Recognising that our several ecclesiastical bodies are authentic manifestations of the church of Jesus

Christ, with a shared commitment to the teaching of the catholic and universal church as expressed in

The Westminster Confession of Faith


We commit ourselves to renewed endeavour to maintain the unity of the Spirit in the bond of peace. We lament the fractured state of the Reformed church and our sinful
involvement in her divisions. What we have broken, we cannot repair, but seeking to return to the Lord that he may heal us, we pledge to pray for all our churches and make the following commitments as steps towards restoration.

Local Unity

First, where there is duplication of ministries and multiplication of congregations, we will encourage

expressions of local unity.

a. When vacant charges or distance make it difficult to provide pastoral care for members of our

churches, we will urge ministers and interim-moderators to seek the assistance of their colleagues

in any of our churches.

b. If two or more congregations in one place become vacant and plan to call minsters, or if two

separate congregations are too small to support and call ministers, we will encourage local office

bearers to meet and discuss the possibility of worshiping together under a single ministry,

whether or not that would lead to immediate union as a congregation in one of our churches.



National Unity

Second, conscious of our obligation to establish churches where there are none, and by our oneness to




bear witness to Christ’s oneness with the Father, we will encourage expressions of national unity.

 
a. When we consider planting churches, we will strive to act as one body. This will mean sharing

information about plans, seeking to avoid establishing new congregations in close proximity to

another of our congregations, and exploring how members of our churches might cooperate to

establish new Reformed congregations in needy areas.

 
b. As a public expression of hope for a more united Reformed church, we will set a date

sometime in 2014 for a united meeting of our churches. This will allow our people to worship

together, listen to preaching related to the subject of Christian unity, and to get to know one

another better.

To bring these commitments into effect, we hope that the representatives of each church on the Scottish

Reformed Churches Forum will work through the relevant channels in our churches.”

Having worked in a Community, Learning and Development context for many years before entering the teaching profession, I have to say, even from a practical perspective, there is a lot of sense in this document which has been released by the SFRC.

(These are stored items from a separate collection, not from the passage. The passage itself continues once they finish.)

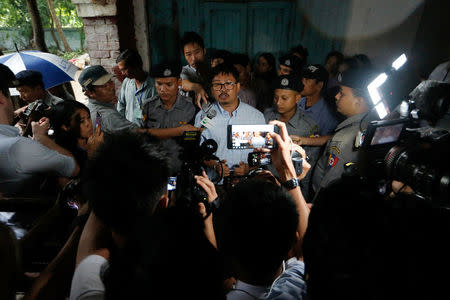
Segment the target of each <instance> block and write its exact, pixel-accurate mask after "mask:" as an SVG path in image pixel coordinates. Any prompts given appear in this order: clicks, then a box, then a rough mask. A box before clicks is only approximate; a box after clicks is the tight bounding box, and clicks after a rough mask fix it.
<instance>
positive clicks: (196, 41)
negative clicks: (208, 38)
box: [181, 31, 205, 52]
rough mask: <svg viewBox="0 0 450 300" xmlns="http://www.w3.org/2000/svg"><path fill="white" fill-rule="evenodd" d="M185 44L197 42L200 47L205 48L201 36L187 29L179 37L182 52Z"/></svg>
mask: <svg viewBox="0 0 450 300" xmlns="http://www.w3.org/2000/svg"><path fill="white" fill-rule="evenodd" d="M187 44H197V45H199V46H200V47H201V48H202V49H204V48H205V42H204V41H203V38H202V37H201V36H200V35H199V34H198V33H197V32H193V31H187V32H185V33H184V34H183V36H182V37H181V51H182V52H184V46H186V45H187Z"/></svg>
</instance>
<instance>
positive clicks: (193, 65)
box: [181, 31, 208, 107]
mask: <svg viewBox="0 0 450 300" xmlns="http://www.w3.org/2000/svg"><path fill="white" fill-rule="evenodd" d="M181 47H182V48H181V49H182V51H183V54H184V58H185V59H186V61H187V62H188V64H187V65H186V66H184V67H183V70H182V71H181V79H182V89H183V91H184V92H187V94H192V93H194V97H192V98H193V100H194V101H193V102H194V103H196V104H197V105H198V106H199V107H200V102H203V103H205V102H207V99H208V94H207V93H206V90H205V85H206V83H207V82H206V81H207V78H208V74H207V73H208V65H207V62H206V58H205V57H206V49H205V43H204V42H203V39H202V37H201V36H200V35H198V34H197V33H196V32H192V31H191V32H185V33H184V35H183V37H182V38H181Z"/></svg>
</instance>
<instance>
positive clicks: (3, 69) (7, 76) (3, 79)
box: [0, 64, 19, 88]
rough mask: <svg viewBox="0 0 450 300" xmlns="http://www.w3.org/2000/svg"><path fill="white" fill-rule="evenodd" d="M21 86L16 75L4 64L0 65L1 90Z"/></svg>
mask: <svg viewBox="0 0 450 300" xmlns="http://www.w3.org/2000/svg"><path fill="white" fill-rule="evenodd" d="M18 85H19V81H18V80H17V78H16V76H15V75H14V73H13V72H12V71H11V69H10V68H8V67H7V66H5V65H4V64H0V88H10V87H16V86H18Z"/></svg>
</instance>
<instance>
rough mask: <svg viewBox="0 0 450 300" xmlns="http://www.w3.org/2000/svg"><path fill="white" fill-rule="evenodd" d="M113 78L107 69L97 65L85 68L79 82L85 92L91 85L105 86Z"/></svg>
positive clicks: (79, 78)
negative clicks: (105, 83) (109, 80)
mask: <svg viewBox="0 0 450 300" xmlns="http://www.w3.org/2000/svg"><path fill="white" fill-rule="evenodd" d="M113 77H114V75H112V74H110V73H108V71H106V70H105V68H103V67H102V66H100V65H96V66H90V67H87V68H85V69H84V70H83V71H82V72H81V74H80V76H79V77H78V82H79V83H80V84H81V86H82V87H83V90H85V89H86V88H87V87H88V86H90V85H104V84H105V83H107V82H108V81H109V80H111V78H113Z"/></svg>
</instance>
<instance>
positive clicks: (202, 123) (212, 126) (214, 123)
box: [200, 105, 217, 128]
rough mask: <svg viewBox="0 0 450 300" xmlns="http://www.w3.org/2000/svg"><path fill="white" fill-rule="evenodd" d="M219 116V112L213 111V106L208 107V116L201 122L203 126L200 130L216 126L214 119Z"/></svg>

Duplication of services, lack of resources, visible disunity are three key factors which are hindering the progress of the mission of the church in the Highlands. Denominationalism may be able to survive in the city centres, it cannot survive in small rural communities.  Back to the SFRC document, so far, to my knowledge, nothing has actually happened as a result (this is certainly true Skye and Lochalsh). There can be a multitude of reasons for this, but one of the primary reasons why we struggle with the concept of networking and partnering with others is that we have become so accustomed to denominational thinking. In denominationally divided rural communities it seems the most natural course of action is to plough on into oblivion. Perhaps being ‘close to breaking point’ is not enough– perhaps it will take the withering and cutting off of the branch before the situation will change.

However, rather than end on a negative note, the potential for change is a present reality. Separation and isolation may seem like good options at the time, but only decades later do we see the trajectory. The trajectory is here, and it is unsustainable. Perhaps circumstances can become the catalyst for change.